Beaucoup de caractérisations des nanotubes d’imogolite se font à l’état solide, après lyophilisation des solutions de nanoparticules dispersées. La synthèse a cependant lieu en milieu aqueux, milieu dans lequel les tubes sont susceptibles d’interagir par l’établissement de forces de type électrostatiques, ou encore de liaisons hydrogène. La seule étude (théorique et expérimentale) à ce jour effectuée dans le but de comprendre la formation d’imogolites ou d’allophanes selon les conditions de synthèse explique que la direction dans laquelle le feuillet de gibbsite se courbe est contrôlée par des liaisons hydrogène s’établissant au sein des protoimogolites (Abidin, et al., 2007). Par ailleurs, deux indices laissent à penser que des interactions électrostatiques s’établissent au sein du milieu réactionnel : d’une part il a été évoqué à plusieurs reprises que les contre-ions présents dans la solution pouvaient influencer la croissance et la structure des tubes (Farmer 1978, Bac 2009), d’autre part on remarque sur les clichés de microscopie des protoimogolites que les précurseurs SW comme DW ont tendance à s’empiler, ce qui pourrait par la suite modifier leur comportement lors de la croissance.
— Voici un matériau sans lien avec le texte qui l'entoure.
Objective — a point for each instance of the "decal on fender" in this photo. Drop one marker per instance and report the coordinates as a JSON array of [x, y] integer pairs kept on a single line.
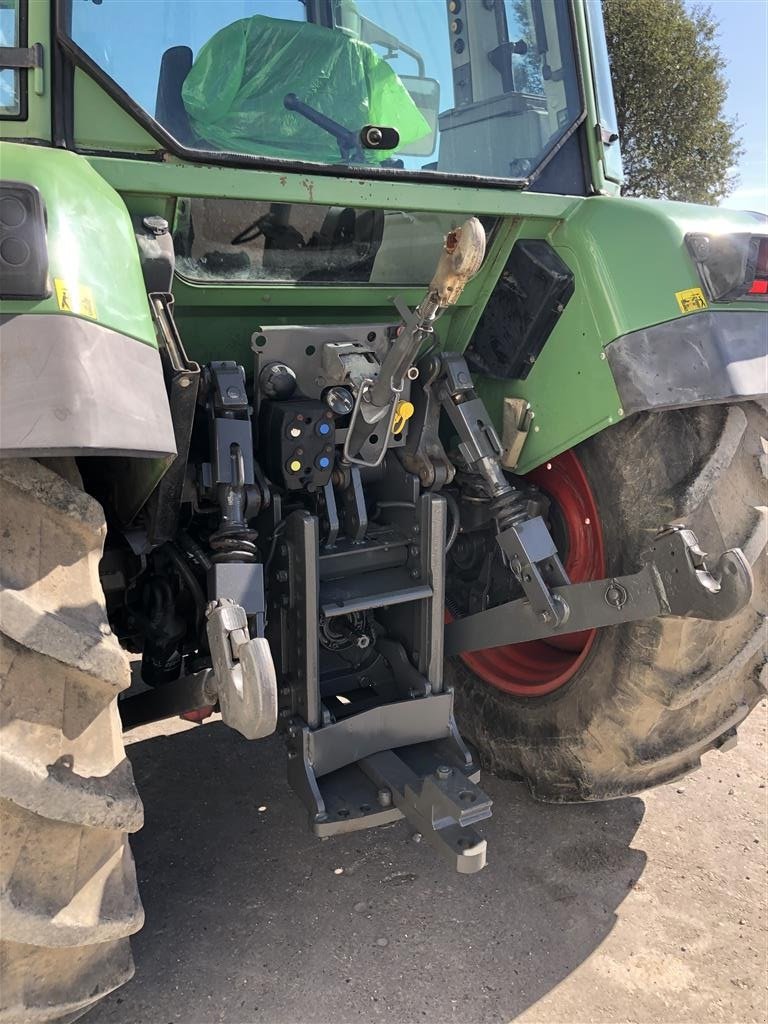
[[691, 300], [75, 298]]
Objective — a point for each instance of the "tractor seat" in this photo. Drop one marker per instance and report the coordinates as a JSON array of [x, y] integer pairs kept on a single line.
[[169, 107]]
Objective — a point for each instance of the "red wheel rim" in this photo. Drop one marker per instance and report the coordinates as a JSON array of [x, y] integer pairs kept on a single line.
[[540, 667]]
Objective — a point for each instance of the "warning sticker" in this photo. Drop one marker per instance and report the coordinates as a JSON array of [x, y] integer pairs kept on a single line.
[[691, 300], [74, 298]]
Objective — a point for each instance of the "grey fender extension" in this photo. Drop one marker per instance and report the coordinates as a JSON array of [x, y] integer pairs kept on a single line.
[[705, 358], [70, 386]]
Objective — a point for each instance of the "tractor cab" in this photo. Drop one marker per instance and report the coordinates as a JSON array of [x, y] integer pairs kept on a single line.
[[431, 90]]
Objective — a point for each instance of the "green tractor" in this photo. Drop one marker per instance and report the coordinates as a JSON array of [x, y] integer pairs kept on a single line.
[[343, 395]]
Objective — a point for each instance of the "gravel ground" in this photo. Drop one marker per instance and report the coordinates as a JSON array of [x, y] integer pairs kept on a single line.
[[647, 909]]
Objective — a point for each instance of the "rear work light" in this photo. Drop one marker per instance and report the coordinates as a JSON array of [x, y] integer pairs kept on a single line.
[[731, 266]]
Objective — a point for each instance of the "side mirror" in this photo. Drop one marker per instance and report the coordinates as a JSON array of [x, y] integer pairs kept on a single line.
[[425, 92]]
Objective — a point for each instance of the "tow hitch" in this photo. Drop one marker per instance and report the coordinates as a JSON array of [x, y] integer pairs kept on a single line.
[[674, 581]]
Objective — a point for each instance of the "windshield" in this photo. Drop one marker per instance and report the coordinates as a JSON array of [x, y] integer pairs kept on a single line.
[[481, 87]]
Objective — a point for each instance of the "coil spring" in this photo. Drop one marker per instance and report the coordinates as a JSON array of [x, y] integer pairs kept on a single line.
[[233, 544], [510, 509]]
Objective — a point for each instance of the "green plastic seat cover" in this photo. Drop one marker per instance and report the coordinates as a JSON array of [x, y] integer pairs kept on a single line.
[[235, 91]]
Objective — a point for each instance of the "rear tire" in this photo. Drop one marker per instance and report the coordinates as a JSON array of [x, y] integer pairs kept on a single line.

L’étude des forces électrostatiques commence par la détermination de la charge des tubes d’imogolite, inconnue à ce jour pour les Ge-imogolites. Dans la littérature, seul Gustafsson a analysé via une adaptation du modèle MUSIC (MUlti SIte Complexation) (Hiemstra, et al., 1989) la charge des différentes parois des tubes de Si-imogolite (Gustafsson, 2001). Nous commencerons donc par analyser la charge des tubes de Ge-imogolite, par une approche expérimentale (mesure du point isoélectrique) et théorique (utilisation du modèle MUSIC). Une fois cette charge déterminée, il nous sera possible d’analyser les forces électrostatiques susceptibles de s’établir au sein du milieu réactionnel de la synthèse des nanotubes de Ge-imogolite et de voir comment elles peuvent influencer la formation d’une structure de type simple-paroi ou double-paroi.

Le dernier objectif de ce chapitre sera de déterminer comment contrôler expérimentalement la formation de tubes simple-paroi ou double-paroi. La maîtrise de la structure des tubes est en effet indispensable, que ce soit dans l’optique du développement d’applications, ou encore pour de futures études sur ces nanotubes, pour lesquelles il sera utile de connaître les dimensions et les propriétés des tubes synthétisés, caractéristiques pouvant différer entre une structure SW ou DW.